The less fuel a Grand Prix car carries, the faster it will accelerate, which can be useful to help a car in the right hands to lead from the start, and build an increasing gap between it and its rivals. But if too little fuel is carried, and used up too quickly, that car will lose its lead in an early pit stop. So today's F1 car has to also be designed to be, of all things most contrary to motor racing, economical.

"Economical," when extracting circa 900 bhp from a 3-litre engine driven most of the time, flat-out, at a racing fuel consumption of around 4 mpg, is a somewhat relative term. When the composition of the fuel is tightly limited, prohibiting the addition of any substance capable of increasing the fuel's energy content, engineers have to look elsewhere for any efficiency improvement.

As Mike Evans, chemist in charge of Shell's Formula 1 fuel development programme working with F1 World Champion manufacturers Ferrari says, "The teams are really working hard on fuel economy - it is actually a big area. They want to go as far as possible in the race on the amount of fuel they have on board, before they have to stop to refuel. The more economical it is, the less fuel has to be carried, so the less heavy the car becomes. A lot of work on the engine, reducing internal friction, coatings on rubbing surfaces and so on, is all about improving efficiency."

The fuel men can help however. "You want the fuel going into the inlet ports of the engine to vaporise as quickly as possible, you don't want droplets of liquid fuel entering the combustion chamber." In a road car engine, one popular way that any liquid as opposed to vaporised fuel entering the combustion chamber is helped to vaporise is by inducing "swirl" in the chamber - literally stirring the air-fuel mixture as violently as possible, as in cooking.

An F1 racing engine is designed with a very wide cylinder so that as many as five of the largest-possible valves can be fitted in. At the same time, it is made to compress the mixture into as small a volume as possible, for better efficiency. The smallness and narrowness of that space, and the very much more limited time to burn it properly, prevents swirl effects to be used. Therefore as Mike Evans explains, "We can assist by optimising the rate of fuel ignition and expansion by playing around with the evaporative ability of the fuel, its volatility, within the regulations."

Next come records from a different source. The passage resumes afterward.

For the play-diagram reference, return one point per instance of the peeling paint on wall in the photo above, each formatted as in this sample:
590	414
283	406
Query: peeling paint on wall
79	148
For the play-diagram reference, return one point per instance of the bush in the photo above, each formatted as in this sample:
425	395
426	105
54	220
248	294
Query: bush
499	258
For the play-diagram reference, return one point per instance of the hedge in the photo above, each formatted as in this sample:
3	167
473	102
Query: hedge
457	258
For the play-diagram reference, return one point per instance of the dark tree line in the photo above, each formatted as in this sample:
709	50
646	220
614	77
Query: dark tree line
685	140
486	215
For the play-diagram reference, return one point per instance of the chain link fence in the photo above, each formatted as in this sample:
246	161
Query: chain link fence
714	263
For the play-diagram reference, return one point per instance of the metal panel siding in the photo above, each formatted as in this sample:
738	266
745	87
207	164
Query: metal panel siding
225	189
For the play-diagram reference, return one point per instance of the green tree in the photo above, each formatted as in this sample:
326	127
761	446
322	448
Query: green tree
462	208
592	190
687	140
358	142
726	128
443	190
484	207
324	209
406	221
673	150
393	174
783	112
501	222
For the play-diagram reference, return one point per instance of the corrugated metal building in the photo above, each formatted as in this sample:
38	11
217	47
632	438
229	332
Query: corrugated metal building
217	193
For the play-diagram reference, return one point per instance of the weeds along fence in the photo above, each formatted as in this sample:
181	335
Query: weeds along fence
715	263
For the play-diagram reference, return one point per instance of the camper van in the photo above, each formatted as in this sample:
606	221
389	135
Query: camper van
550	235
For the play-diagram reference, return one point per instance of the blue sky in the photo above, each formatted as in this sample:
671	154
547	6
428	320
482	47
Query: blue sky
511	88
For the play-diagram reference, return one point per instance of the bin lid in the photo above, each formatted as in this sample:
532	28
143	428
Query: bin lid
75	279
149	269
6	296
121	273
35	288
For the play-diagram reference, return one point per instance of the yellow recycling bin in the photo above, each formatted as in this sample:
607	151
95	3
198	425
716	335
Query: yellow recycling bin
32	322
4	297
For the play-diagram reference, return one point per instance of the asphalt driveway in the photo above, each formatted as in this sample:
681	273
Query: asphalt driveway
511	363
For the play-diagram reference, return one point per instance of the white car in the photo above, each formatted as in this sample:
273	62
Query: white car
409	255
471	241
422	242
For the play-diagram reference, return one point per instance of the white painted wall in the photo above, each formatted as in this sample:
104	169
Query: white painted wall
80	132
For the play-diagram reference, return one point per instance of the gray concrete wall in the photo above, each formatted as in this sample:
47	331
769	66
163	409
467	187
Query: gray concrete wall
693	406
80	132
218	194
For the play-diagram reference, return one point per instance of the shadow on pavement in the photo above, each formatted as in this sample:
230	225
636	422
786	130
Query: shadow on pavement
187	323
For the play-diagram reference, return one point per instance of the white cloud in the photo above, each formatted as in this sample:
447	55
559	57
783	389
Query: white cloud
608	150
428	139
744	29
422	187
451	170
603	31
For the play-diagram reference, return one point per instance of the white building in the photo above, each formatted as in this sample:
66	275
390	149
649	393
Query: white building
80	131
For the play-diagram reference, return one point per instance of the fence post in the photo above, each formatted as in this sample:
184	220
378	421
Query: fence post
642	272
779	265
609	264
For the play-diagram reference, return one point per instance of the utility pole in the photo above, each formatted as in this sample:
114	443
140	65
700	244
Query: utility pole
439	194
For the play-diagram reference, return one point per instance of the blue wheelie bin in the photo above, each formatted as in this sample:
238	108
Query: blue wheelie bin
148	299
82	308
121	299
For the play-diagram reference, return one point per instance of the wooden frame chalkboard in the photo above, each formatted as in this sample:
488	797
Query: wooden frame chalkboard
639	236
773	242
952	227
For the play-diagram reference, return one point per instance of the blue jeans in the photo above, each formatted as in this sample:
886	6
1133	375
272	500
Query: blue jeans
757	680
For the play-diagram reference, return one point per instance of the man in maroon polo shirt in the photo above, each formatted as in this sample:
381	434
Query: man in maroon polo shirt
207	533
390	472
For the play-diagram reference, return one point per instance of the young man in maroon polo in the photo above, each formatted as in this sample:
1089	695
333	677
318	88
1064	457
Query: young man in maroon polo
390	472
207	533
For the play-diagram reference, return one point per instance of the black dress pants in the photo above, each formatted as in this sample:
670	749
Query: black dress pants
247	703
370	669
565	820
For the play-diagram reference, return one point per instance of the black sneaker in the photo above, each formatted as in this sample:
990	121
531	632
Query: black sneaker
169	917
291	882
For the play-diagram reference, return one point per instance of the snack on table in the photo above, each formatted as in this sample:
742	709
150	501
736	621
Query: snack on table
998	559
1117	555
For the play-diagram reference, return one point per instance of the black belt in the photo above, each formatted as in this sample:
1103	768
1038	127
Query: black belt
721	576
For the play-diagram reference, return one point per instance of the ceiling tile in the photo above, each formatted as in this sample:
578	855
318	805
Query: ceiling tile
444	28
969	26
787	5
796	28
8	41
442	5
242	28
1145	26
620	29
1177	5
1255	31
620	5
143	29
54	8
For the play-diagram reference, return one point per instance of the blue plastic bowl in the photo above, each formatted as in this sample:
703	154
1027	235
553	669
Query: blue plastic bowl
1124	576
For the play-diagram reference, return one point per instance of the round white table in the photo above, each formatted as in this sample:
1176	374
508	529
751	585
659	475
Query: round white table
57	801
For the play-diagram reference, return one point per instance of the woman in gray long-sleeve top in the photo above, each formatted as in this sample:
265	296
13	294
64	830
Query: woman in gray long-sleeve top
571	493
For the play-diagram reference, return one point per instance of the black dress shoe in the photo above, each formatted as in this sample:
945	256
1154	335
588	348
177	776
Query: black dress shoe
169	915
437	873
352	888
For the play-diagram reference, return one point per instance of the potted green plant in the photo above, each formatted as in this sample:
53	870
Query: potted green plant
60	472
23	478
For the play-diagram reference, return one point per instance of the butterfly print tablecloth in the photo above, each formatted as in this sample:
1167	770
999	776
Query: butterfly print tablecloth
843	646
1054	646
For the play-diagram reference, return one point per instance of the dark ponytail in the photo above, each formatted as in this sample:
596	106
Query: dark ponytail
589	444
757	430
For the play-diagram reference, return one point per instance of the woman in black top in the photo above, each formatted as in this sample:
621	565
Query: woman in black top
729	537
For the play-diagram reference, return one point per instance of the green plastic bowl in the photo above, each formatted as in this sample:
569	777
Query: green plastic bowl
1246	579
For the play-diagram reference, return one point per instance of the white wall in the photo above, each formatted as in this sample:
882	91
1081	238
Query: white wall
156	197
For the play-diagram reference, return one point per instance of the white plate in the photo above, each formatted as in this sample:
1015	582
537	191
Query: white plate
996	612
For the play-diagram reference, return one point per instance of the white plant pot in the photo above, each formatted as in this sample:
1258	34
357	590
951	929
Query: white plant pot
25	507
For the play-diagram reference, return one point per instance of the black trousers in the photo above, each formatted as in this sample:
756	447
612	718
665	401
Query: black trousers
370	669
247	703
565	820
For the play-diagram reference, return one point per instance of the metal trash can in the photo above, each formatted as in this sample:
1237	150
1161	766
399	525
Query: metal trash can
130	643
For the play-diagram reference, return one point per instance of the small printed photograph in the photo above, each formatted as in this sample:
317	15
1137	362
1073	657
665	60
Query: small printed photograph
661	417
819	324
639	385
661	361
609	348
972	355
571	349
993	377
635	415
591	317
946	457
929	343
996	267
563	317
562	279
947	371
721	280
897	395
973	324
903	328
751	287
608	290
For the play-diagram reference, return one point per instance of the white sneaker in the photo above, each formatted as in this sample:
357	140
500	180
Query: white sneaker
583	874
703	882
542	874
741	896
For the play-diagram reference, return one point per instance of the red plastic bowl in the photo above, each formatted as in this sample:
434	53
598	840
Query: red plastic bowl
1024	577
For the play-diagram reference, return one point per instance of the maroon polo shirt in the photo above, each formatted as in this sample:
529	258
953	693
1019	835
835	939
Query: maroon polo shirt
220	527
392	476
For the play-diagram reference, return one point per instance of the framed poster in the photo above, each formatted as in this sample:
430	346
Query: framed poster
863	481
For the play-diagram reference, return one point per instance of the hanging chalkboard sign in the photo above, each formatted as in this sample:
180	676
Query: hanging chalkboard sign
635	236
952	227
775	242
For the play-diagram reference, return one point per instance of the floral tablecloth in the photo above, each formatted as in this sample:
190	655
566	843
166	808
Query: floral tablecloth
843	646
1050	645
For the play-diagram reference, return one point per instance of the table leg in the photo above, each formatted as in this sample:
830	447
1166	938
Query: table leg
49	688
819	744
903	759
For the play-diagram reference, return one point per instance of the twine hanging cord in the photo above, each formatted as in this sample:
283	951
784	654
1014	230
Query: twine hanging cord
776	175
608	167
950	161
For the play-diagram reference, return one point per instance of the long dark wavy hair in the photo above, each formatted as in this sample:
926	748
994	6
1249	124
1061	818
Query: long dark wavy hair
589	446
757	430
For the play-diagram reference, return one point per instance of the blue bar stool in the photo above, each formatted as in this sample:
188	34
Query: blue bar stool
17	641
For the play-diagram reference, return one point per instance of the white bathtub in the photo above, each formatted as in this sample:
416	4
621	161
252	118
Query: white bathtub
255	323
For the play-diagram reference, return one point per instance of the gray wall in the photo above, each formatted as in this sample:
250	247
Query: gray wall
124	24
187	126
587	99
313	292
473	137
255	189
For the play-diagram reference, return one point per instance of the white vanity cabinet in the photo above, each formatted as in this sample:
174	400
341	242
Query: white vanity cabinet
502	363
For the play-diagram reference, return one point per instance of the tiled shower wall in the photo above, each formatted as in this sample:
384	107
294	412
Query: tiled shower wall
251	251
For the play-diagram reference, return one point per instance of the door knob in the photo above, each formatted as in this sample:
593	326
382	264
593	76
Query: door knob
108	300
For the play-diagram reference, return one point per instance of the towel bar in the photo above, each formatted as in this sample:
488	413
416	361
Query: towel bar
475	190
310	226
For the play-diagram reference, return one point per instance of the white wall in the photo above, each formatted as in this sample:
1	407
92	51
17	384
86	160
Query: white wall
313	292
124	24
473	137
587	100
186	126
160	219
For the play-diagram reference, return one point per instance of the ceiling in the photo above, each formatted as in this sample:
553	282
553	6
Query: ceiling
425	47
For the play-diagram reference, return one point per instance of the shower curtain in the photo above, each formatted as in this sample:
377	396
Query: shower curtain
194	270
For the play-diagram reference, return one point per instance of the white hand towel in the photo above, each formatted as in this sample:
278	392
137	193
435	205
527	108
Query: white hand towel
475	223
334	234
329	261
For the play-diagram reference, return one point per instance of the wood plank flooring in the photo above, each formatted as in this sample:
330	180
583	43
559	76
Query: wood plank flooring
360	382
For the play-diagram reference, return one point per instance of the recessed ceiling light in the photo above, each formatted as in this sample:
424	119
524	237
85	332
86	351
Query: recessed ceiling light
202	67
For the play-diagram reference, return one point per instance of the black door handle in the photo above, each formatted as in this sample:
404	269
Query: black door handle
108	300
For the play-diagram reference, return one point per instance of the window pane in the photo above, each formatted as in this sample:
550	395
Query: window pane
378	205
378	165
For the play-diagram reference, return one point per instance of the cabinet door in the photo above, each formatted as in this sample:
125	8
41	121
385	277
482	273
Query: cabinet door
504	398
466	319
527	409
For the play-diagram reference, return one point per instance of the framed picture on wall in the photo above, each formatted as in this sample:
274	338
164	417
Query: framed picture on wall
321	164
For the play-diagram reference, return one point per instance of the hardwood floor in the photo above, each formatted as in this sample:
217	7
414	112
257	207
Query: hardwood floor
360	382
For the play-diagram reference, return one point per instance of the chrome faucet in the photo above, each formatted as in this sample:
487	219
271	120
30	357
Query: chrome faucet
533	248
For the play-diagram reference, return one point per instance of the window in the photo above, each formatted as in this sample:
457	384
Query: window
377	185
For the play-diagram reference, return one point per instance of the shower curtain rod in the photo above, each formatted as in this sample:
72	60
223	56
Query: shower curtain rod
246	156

He and his team in fact are involved closely with the Ferrari engine designers, right from the start of the design task. In spite of the restrictions of the rules, using the chemical equivalent of the computer-aided design and predictive analysis of modern mechanical engineering, the fuel composition is "designed" simultaneously with that of the engine design - "something never dreamt of in the earlier days."